Luce’s new book about Brzezinski, simply entitled Zbig, offers penetrating insights into Brzezinski’s long career and evolving ideas, many of which hold continuing relevance today. Brzezinski’s core belief, enunciated not just during his time in the White House but over decades in academia and in his many books, was that the Soviet Union was weaker, more vulnerable, and potentially less enduring than the American foreign policy establishment believed. These days, a comparable issue lurks in the ongoing debates about China: Is the Chinese Communist Party under Xi Jinping as powerful as outside commentators proclaim it to be, or does it have underlying internal political weaknesses that will eventually come to the fore, as happened in the Soviet Union?

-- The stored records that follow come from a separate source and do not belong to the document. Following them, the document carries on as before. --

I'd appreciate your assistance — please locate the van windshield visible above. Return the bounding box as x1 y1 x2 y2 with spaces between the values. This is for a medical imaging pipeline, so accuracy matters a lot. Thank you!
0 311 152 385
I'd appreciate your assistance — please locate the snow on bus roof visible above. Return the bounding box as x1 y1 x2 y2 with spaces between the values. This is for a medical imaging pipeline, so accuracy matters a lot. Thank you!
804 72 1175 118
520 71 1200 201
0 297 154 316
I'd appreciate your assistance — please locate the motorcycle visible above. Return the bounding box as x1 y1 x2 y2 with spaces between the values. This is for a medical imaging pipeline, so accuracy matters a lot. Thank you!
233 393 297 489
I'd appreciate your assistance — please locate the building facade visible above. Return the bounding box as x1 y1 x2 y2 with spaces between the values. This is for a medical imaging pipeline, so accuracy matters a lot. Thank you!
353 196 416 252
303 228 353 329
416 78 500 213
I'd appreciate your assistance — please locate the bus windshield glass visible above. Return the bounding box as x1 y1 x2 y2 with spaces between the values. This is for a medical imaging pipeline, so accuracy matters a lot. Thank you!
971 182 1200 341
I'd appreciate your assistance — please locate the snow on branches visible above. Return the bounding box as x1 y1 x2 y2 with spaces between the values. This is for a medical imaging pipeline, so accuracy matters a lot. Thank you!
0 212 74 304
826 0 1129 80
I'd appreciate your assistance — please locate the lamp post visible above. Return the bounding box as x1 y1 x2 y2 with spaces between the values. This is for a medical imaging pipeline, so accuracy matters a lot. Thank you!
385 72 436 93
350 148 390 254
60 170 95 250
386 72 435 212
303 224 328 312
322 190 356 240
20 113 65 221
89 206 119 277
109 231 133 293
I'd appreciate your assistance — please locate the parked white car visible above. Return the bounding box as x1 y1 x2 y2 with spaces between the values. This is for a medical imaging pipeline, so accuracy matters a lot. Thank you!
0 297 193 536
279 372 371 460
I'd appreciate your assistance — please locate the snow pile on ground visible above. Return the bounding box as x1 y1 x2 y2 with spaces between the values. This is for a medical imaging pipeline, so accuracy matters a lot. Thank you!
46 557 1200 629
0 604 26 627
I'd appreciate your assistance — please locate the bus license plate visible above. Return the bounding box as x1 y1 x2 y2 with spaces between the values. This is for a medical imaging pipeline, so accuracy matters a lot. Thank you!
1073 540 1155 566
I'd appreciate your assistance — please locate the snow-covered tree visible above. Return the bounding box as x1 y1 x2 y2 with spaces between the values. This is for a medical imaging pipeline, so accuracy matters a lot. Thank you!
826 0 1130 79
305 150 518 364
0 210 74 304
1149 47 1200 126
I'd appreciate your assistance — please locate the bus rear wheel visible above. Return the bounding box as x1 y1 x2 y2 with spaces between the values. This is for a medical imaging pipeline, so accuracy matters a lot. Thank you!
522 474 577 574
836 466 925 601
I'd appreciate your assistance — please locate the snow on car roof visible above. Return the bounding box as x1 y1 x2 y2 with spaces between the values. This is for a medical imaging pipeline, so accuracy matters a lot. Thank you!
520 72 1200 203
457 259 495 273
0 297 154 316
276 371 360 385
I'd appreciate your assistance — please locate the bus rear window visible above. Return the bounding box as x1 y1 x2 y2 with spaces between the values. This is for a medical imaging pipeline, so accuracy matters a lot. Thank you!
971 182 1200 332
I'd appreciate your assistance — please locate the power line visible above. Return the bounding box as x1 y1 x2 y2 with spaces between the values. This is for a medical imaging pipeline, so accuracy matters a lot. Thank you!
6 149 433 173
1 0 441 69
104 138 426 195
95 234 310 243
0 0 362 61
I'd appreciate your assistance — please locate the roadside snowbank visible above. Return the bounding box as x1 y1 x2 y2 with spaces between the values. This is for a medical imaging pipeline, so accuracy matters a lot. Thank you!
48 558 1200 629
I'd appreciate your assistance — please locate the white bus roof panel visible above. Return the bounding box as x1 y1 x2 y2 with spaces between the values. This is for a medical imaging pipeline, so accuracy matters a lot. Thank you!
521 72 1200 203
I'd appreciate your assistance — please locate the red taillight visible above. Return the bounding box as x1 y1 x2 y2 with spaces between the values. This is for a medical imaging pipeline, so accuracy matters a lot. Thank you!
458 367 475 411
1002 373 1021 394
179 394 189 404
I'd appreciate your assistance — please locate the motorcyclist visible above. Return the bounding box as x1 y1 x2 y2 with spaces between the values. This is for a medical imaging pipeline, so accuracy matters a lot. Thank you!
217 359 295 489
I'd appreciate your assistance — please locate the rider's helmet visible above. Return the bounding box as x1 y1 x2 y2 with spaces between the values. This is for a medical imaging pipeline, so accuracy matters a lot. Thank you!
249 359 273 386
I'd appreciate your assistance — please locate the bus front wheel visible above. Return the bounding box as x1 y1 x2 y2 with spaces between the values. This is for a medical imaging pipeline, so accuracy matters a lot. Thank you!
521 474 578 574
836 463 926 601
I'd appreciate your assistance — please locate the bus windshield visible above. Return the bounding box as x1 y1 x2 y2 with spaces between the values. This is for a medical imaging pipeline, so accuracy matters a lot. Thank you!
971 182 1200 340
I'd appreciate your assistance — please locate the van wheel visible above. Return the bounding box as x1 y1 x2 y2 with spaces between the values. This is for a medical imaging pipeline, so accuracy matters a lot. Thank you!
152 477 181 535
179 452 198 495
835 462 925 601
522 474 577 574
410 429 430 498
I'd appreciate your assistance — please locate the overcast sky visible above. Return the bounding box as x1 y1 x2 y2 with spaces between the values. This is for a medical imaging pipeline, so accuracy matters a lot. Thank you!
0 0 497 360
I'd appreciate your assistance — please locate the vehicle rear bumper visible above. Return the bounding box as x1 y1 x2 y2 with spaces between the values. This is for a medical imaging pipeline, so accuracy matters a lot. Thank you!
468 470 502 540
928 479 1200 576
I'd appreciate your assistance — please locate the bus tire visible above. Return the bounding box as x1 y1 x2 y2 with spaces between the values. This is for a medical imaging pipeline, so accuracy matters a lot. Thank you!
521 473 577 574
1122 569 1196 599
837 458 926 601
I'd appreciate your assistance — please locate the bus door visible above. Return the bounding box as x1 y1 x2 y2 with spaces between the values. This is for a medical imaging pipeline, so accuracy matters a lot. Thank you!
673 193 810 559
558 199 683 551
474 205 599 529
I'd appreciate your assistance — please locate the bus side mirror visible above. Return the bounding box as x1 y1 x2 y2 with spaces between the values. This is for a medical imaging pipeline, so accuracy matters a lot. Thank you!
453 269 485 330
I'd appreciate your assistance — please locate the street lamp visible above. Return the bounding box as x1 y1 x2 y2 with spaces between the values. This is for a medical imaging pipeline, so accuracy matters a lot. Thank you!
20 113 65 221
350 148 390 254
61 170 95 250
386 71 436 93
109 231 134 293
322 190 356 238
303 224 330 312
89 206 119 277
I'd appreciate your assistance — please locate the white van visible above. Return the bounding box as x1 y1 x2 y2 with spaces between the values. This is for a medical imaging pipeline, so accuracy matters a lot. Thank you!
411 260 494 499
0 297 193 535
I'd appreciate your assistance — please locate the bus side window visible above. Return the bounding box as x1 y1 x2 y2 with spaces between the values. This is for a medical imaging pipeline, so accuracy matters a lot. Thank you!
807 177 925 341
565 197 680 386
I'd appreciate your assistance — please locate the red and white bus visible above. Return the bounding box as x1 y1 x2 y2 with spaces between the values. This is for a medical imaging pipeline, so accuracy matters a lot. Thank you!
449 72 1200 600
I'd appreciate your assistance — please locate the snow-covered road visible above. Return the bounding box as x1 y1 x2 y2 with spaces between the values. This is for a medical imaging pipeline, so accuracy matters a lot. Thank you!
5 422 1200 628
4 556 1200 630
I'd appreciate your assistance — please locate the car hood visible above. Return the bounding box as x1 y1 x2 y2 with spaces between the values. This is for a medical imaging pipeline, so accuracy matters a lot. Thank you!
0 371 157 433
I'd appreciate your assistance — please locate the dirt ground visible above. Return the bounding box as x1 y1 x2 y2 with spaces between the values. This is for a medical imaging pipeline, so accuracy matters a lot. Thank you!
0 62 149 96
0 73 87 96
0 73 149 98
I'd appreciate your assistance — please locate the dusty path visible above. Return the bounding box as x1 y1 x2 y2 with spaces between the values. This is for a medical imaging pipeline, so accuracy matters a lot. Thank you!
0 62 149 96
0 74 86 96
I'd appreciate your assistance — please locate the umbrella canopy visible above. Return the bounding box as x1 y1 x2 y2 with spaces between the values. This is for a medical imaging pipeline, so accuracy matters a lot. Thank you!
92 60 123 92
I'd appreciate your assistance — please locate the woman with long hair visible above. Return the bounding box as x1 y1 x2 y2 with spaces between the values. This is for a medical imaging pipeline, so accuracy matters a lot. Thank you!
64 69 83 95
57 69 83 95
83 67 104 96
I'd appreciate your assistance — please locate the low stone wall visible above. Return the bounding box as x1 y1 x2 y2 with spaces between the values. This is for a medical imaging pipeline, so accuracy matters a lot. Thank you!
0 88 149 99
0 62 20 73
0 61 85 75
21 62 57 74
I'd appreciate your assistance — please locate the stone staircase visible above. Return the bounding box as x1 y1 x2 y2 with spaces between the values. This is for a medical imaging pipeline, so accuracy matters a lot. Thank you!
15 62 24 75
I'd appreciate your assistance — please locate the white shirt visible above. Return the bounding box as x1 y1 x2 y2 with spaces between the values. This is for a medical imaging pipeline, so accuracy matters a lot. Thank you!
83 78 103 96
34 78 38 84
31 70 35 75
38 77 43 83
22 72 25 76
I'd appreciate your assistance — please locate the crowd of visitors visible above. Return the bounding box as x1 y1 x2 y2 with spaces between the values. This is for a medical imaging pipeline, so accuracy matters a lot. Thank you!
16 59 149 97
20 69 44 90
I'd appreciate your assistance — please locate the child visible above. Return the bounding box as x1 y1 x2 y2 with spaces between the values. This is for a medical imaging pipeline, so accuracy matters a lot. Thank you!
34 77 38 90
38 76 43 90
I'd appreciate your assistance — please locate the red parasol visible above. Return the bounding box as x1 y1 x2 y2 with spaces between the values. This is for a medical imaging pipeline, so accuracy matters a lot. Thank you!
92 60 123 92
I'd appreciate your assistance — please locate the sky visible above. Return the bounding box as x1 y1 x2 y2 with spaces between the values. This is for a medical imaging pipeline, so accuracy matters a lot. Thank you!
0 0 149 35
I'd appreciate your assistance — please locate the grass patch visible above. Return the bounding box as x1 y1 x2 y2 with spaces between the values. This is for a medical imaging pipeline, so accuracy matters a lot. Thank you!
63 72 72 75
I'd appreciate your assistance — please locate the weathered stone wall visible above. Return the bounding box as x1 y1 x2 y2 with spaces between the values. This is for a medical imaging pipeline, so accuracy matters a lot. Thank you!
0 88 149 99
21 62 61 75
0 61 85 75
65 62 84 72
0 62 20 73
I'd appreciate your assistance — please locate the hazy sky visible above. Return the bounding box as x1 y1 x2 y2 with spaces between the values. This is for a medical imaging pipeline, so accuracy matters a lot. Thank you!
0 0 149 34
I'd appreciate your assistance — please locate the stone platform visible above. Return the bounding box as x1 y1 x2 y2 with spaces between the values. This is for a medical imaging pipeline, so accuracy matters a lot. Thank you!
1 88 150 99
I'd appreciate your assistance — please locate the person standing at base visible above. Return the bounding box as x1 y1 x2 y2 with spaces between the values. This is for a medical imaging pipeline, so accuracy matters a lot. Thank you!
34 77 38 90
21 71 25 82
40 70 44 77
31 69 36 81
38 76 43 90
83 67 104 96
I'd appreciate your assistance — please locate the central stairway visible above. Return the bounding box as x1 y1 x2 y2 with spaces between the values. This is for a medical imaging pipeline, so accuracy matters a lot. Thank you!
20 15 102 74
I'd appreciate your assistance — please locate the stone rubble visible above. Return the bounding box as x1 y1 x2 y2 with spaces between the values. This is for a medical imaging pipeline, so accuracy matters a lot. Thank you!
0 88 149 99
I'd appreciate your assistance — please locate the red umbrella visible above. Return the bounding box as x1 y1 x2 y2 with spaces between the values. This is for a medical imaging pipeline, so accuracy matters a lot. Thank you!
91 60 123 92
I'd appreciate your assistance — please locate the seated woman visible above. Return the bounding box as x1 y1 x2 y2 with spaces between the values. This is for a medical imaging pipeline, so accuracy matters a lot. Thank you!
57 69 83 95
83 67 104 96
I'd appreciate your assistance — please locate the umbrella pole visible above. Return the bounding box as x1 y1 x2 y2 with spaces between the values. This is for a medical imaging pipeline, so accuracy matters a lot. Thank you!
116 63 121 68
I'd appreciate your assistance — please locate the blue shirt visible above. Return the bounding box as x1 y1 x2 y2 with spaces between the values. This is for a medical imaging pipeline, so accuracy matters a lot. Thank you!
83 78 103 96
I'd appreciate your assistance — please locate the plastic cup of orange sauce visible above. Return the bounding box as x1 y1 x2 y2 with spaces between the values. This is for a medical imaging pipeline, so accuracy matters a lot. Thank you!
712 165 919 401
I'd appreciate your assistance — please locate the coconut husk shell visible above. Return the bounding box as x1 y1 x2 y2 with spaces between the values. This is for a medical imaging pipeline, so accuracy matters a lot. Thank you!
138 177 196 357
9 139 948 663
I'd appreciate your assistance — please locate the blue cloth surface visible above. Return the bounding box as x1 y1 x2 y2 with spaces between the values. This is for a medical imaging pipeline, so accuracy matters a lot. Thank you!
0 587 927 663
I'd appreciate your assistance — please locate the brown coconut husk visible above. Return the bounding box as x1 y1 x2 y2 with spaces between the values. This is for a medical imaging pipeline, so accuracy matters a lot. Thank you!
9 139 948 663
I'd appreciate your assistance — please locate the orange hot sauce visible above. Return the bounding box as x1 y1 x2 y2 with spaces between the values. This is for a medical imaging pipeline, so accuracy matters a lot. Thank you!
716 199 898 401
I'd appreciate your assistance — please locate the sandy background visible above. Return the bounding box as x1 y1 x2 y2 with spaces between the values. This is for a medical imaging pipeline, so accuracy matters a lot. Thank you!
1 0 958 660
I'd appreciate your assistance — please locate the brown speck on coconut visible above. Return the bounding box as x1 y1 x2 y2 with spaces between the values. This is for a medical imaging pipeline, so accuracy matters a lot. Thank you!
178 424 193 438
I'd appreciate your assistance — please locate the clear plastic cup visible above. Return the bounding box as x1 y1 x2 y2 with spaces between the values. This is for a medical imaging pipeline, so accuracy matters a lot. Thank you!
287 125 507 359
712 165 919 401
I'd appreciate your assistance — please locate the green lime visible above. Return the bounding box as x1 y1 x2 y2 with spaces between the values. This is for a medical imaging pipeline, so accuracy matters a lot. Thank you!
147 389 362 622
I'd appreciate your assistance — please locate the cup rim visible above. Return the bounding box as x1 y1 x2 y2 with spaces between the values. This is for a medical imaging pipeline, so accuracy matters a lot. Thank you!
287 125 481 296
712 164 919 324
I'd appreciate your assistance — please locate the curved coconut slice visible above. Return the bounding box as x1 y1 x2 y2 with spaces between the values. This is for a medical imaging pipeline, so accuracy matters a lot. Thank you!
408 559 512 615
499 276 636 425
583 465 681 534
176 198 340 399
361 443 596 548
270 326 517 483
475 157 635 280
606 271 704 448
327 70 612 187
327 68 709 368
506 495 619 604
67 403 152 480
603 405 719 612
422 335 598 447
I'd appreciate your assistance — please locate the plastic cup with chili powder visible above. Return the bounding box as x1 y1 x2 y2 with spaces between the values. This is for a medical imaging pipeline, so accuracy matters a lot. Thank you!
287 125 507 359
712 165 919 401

The countries are not the same, but those assumptions of monolithic might that Brzezinski challenged with respect to the Soviet Union may also be worth questioning with regard to China.
Brzezinski, who died in 2017 at age 89, also set forth predictions about today’s world that have proved strikingly prescient. In the early 1990s—as the Soviet Union was unraveling, most Western leaders were basking in triumphalism, and George H.W. Bush was crowing about a “New World Order”—Brzezinski warned repeatedly of the rise of a future “antihegemonic” grouping of Russia, China, and Iran to challenge that American-led order. Such a coalition “would be reminiscent in scale and scope of the challenge once posed by the Sino-Soviet bloc, though this time China would likely be the leader and Russia, the follower,” Brzezinski wrote in 1997.